Condition category
Musculoskeletal Diseases
Date applied
Date assigned
Last edited
Prospectively registered
Overall trial status
Recruitment status

Plain English Summary

Background and study aims
Psoriatic arthritis (PsA) is a type of arthris that usually develops in people with the skin condition psoriasis (a skin condition that causes red, flaky, crusty patches of skin covered with silvery scales). PsA causes painful inflammation (swelling) and stiffness in the joints. In PsA, like in psoriasis alone, it is thought to be caused by the immune system mistakenly attacking healthy tissue (autoimmune disease). This study is being carried out to investigate the effects of a drug called secukinumab on patients with psoriatic arthritis. Secukinumab is medication which works by reducing the effects of chemical substances in the body that lead to inflammation (immunosuppressant). This will be done by investigating the effects on components of the blood, including white blood cells (which fight infection), vitamin D and cytokines (small proteins that help cells communicate with each other) in people with PsA and on the blood of healthy participants.

Who can participate?
Adults with PsA who have not previously had biologic therapy and healthy adults who are employed at University of Liverpool or Aintree University hospitals.
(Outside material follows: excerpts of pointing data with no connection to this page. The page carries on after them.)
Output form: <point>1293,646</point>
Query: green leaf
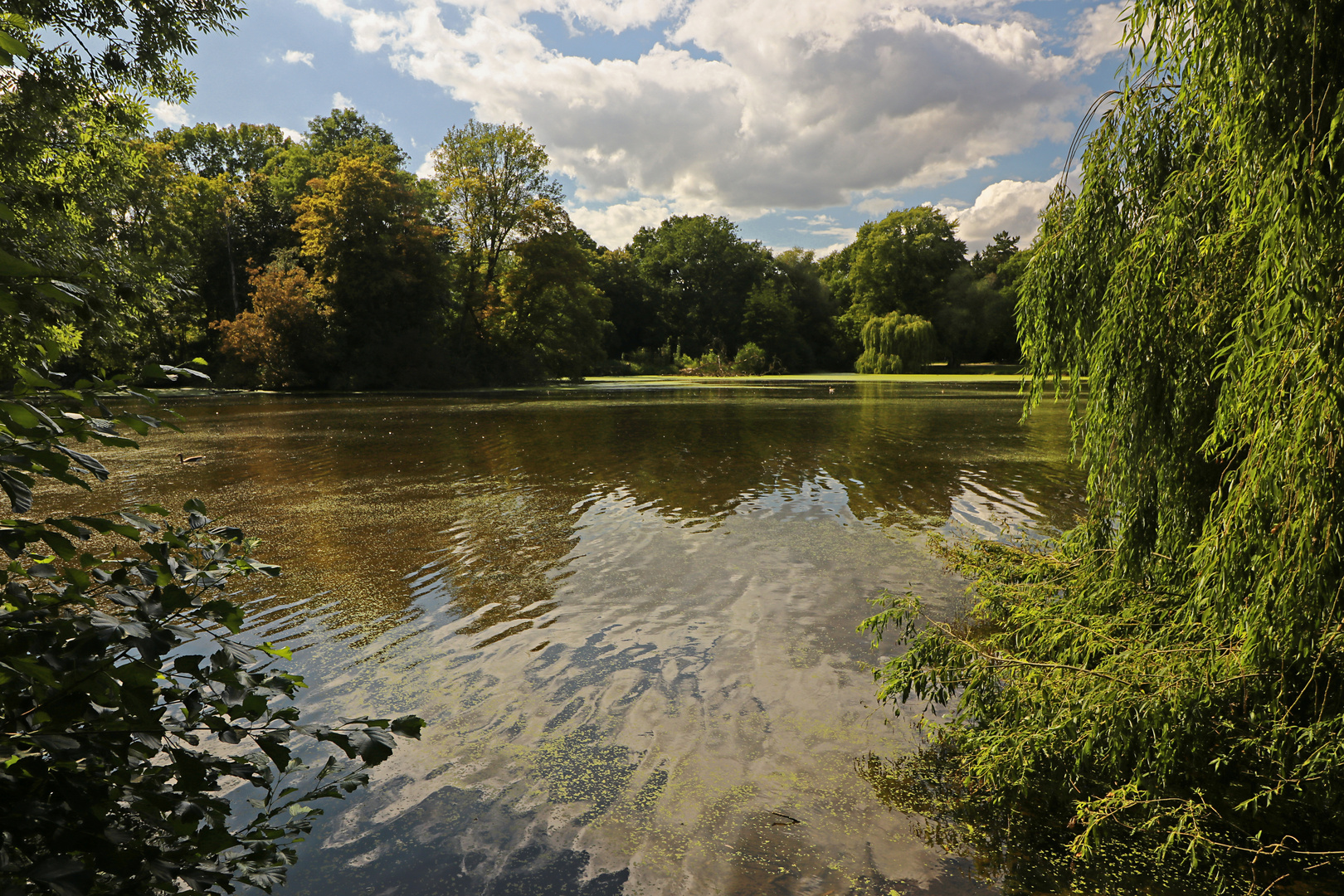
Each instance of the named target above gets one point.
<point>63,874</point>
<point>11,266</point>
<point>284,653</point>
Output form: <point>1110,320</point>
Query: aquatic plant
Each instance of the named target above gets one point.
<point>1171,668</point>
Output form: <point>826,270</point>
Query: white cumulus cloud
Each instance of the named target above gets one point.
<point>1008,204</point>
<point>1098,32</point>
<point>746,105</point>
<point>615,225</point>
<point>169,113</point>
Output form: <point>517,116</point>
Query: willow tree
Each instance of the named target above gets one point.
<point>1174,665</point>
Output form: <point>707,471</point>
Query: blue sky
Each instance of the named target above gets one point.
<point>796,119</point>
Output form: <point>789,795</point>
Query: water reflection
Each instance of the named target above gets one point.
<point>629,616</point>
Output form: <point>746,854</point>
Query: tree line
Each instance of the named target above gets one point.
<point>323,262</point>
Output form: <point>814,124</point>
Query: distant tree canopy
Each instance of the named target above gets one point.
<point>913,264</point>
<point>134,715</point>
<point>410,281</point>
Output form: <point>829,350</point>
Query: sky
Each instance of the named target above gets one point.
<point>797,119</point>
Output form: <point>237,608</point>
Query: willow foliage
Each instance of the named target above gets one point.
<point>895,343</point>
<point>1174,665</point>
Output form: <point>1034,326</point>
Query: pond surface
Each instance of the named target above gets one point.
<point>626,610</point>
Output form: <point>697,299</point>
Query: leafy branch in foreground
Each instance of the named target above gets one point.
<point>1175,666</point>
<point>123,688</point>
<point>1112,716</point>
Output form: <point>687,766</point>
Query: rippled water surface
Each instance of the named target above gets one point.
<point>626,610</point>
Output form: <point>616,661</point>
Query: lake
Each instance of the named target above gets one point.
<point>626,607</point>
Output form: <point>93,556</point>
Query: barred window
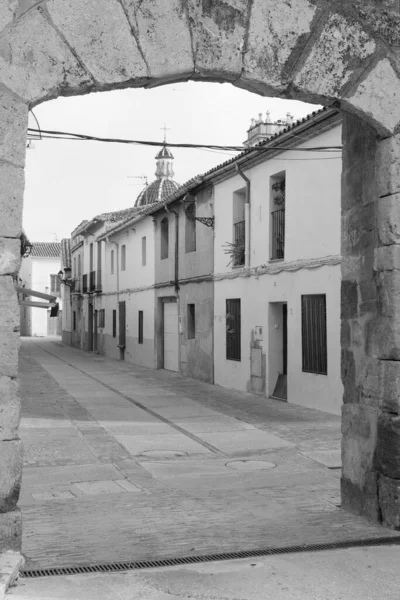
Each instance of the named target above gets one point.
<point>314,338</point>
<point>233,329</point>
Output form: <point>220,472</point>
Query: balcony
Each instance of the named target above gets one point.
<point>92,282</point>
<point>278,234</point>
<point>99,287</point>
<point>77,285</point>
<point>239,241</point>
<point>84,284</point>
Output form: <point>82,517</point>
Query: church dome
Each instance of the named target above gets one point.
<point>156,191</point>
<point>164,185</point>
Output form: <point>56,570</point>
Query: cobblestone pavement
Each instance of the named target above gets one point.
<point>126,463</point>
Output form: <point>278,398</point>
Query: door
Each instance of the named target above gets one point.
<point>122,329</point>
<point>171,336</point>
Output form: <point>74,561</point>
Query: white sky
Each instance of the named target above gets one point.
<point>68,181</point>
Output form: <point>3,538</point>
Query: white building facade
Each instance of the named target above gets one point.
<point>39,272</point>
<point>277,305</point>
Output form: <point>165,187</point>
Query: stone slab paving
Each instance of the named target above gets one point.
<point>127,476</point>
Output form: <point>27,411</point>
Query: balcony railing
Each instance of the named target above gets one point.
<point>92,286</point>
<point>278,234</point>
<point>239,239</point>
<point>98,282</point>
<point>84,284</point>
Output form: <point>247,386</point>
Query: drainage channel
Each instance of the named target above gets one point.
<point>187,560</point>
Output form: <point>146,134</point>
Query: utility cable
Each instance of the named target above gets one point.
<point>76,136</point>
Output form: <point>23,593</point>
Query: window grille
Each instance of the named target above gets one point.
<point>314,337</point>
<point>233,329</point>
<point>191,321</point>
<point>140,327</point>
<point>55,285</point>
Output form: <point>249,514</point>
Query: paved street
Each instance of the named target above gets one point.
<point>124,463</point>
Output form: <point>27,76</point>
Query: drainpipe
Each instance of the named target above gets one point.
<point>246,218</point>
<point>117,264</point>
<point>176,275</point>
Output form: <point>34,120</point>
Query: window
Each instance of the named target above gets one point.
<point>190,228</point>
<point>54,285</point>
<point>140,327</point>
<point>114,323</point>
<point>277,207</point>
<point>233,333</point>
<point>191,321</point>
<point>164,238</point>
<point>313,329</point>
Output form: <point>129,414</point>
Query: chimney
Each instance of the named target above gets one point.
<point>260,130</point>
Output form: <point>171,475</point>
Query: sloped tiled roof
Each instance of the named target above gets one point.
<point>66,253</point>
<point>46,249</point>
<point>208,175</point>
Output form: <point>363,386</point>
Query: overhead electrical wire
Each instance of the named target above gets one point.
<point>49,134</point>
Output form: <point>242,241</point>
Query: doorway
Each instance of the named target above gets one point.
<point>278,350</point>
<point>171,336</point>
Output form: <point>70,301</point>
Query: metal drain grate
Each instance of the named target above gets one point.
<point>171,562</point>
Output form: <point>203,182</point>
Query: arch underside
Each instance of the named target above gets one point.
<point>326,52</point>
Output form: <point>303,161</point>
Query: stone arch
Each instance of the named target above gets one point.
<point>319,51</point>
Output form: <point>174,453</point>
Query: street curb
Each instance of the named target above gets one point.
<point>10,565</point>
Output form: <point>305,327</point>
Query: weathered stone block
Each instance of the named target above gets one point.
<point>8,9</point>
<point>11,200</point>
<point>376,98</point>
<point>382,338</point>
<point>10,255</point>
<point>34,61</point>
<point>335,58</point>
<point>10,408</point>
<point>388,447</point>
<point>359,431</point>
<point>218,32</point>
<point>349,299</point>
<point>10,531</point>
<point>388,220</point>
<point>388,293</point>
<point>387,258</point>
<point>101,35</point>
<point>10,474</point>
<point>9,328</point>
<point>389,386</point>
<point>361,501</point>
<point>359,159</point>
<point>159,26</point>
<point>388,161</point>
<point>348,375</point>
<point>389,500</point>
<point>278,32</point>
<point>13,124</point>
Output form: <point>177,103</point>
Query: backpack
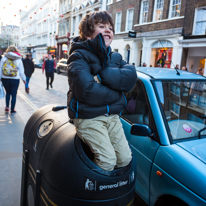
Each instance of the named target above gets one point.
<point>10,68</point>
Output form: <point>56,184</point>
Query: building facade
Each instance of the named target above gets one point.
<point>148,31</point>
<point>9,36</point>
<point>80,8</point>
<point>64,19</point>
<point>194,38</point>
<point>38,28</point>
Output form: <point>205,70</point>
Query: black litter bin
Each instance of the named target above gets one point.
<point>58,170</point>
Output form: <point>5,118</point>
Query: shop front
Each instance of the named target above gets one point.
<point>62,51</point>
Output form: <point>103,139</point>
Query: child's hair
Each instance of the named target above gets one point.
<point>86,25</point>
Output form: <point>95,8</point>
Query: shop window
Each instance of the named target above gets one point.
<point>161,55</point>
<point>144,11</point>
<point>74,25</point>
<point>158,10</point>
<point>175,8</point>
<point>129,21</point>
<point>118,22</point>
<point>200,21</point>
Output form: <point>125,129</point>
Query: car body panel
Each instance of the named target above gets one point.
<point>155,108</point>
<point>168,185</point>
<point>182,163</point>
<point>62,66</point>
<point>196,148</point>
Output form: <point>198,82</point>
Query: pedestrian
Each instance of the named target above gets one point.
<point>11,69</point>
<point>184,68</point>
<point>28,70</point>
<point>49,66</point>
<point>144,64</point>
<point>95,96</point>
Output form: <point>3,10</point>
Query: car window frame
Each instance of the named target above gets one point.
<point>152,123</point>
<point>172,141</point>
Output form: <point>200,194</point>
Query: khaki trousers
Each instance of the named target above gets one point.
<point>106,139</point>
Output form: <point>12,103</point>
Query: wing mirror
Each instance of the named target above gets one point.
<point>141,130</point>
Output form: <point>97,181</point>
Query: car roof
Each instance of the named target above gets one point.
<point>166,73</point>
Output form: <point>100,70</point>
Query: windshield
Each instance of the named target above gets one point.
<point>184,106</point>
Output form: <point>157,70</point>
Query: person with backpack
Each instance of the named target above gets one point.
<point>49,66</point>
<point>28,70</point>
<point>11,69</point>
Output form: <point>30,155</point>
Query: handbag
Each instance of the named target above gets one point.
<point>2,94</point>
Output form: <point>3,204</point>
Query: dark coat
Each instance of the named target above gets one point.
<point>87,98</point>
<point>28,67</point>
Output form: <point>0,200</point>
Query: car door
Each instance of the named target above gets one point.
<point>143,148</point>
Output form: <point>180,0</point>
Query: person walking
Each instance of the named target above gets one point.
<point>49,66</point>
<point>28,70</point>
<point>11,69</point>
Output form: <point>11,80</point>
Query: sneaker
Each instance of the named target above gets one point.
<point>13,111</point>
<point>6,109</point>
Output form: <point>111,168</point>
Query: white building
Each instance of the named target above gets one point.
<point>38,28</point>
<point>79,10</point>
<point>9,36</point>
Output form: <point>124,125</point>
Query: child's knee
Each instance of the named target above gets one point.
<point>124,159</point>
<point>108,163</point>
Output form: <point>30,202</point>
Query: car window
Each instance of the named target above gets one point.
<point>184,107</point>
<point>137,110</point>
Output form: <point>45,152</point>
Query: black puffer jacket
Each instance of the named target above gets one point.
<point>87,98</point>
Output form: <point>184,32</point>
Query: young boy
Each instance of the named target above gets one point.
<point>97,79</point>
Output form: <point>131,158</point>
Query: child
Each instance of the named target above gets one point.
<point>94,105</point>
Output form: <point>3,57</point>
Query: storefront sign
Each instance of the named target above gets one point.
<point>62,40</point>
<point>132,34</point>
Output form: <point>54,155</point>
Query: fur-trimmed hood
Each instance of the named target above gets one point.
<point>12,55</point>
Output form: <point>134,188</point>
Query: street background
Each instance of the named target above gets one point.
<point>12,128</point>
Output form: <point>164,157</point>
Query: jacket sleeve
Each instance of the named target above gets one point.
<point>83,85</point>
<point>21,70</point>
<point>1,67</point>
<point>121,79</point>
<point>43,66</point>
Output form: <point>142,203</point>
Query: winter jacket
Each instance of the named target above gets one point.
<point>28,67</point>
<point>87,98</point>
<point>49,65</point>
<point>17,59</point>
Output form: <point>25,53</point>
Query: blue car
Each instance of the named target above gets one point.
<point>165,124</point>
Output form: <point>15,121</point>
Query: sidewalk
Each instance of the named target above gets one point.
<point>11,136</point>
<point>12,128</point>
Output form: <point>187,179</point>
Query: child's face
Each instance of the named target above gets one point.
<point>106,30</point>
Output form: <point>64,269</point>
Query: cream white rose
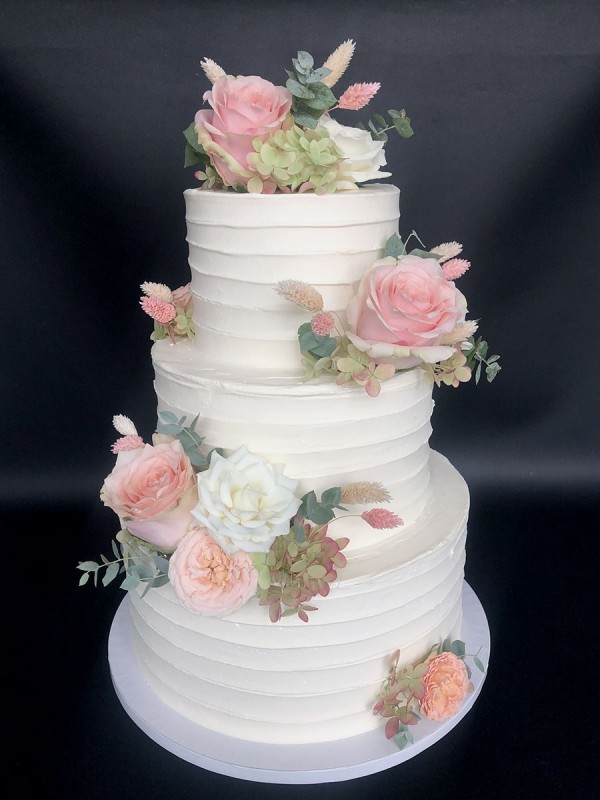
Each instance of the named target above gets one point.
<point>245,502</point>
<point>363,155</point>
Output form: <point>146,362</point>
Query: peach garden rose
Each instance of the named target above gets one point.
<point>446,685</point>
<point>403,310</point>
<point>243,109</point>
<point>153,489</point>
<point>208,581</point>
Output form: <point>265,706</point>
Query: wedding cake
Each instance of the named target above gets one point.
<point>294,550</point>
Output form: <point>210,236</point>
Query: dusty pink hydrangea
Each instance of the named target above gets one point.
<point>456,267</point>
<point>322,324</point>
<point>381,518</point>
<point>446,684</point>
<point>159,310</point>
<point>358,95</point>
<point>128,442</point>
<point>206,580</point>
What does the study involve?
Participants with PsA are randomly allocated to one of two groups. Those in the first group receive standard treatment, which involves being treated with normal disease-modifying antirheumatic drugs (DMARDs, a group of drugs used to treat artritis by reducing inflammation and reducing damage to the joints). Those in the second group receive four injections just below the skin (subcutaneous injections) of 150 - 300 mg subcutaneous injections at weekly intervals, followed by regular injections of 150mg once a month for a total of 12 months, as well as standard treatment with DMARDs. At the start of the study, and then after 3, 6, 9 and 12 months, participants have a sample of blood taken so that white blood cell, vitamin D and cytokine concentrations can be measured. The healthy participants provide a sample of blood at the same timepoints which is then tested for neutrophil (a type of white blood cell which help fight infection by ingesting microorganisms and releasing enzymes that kill the microorganisms) levels, which are then compared to the results of the participants with PsA.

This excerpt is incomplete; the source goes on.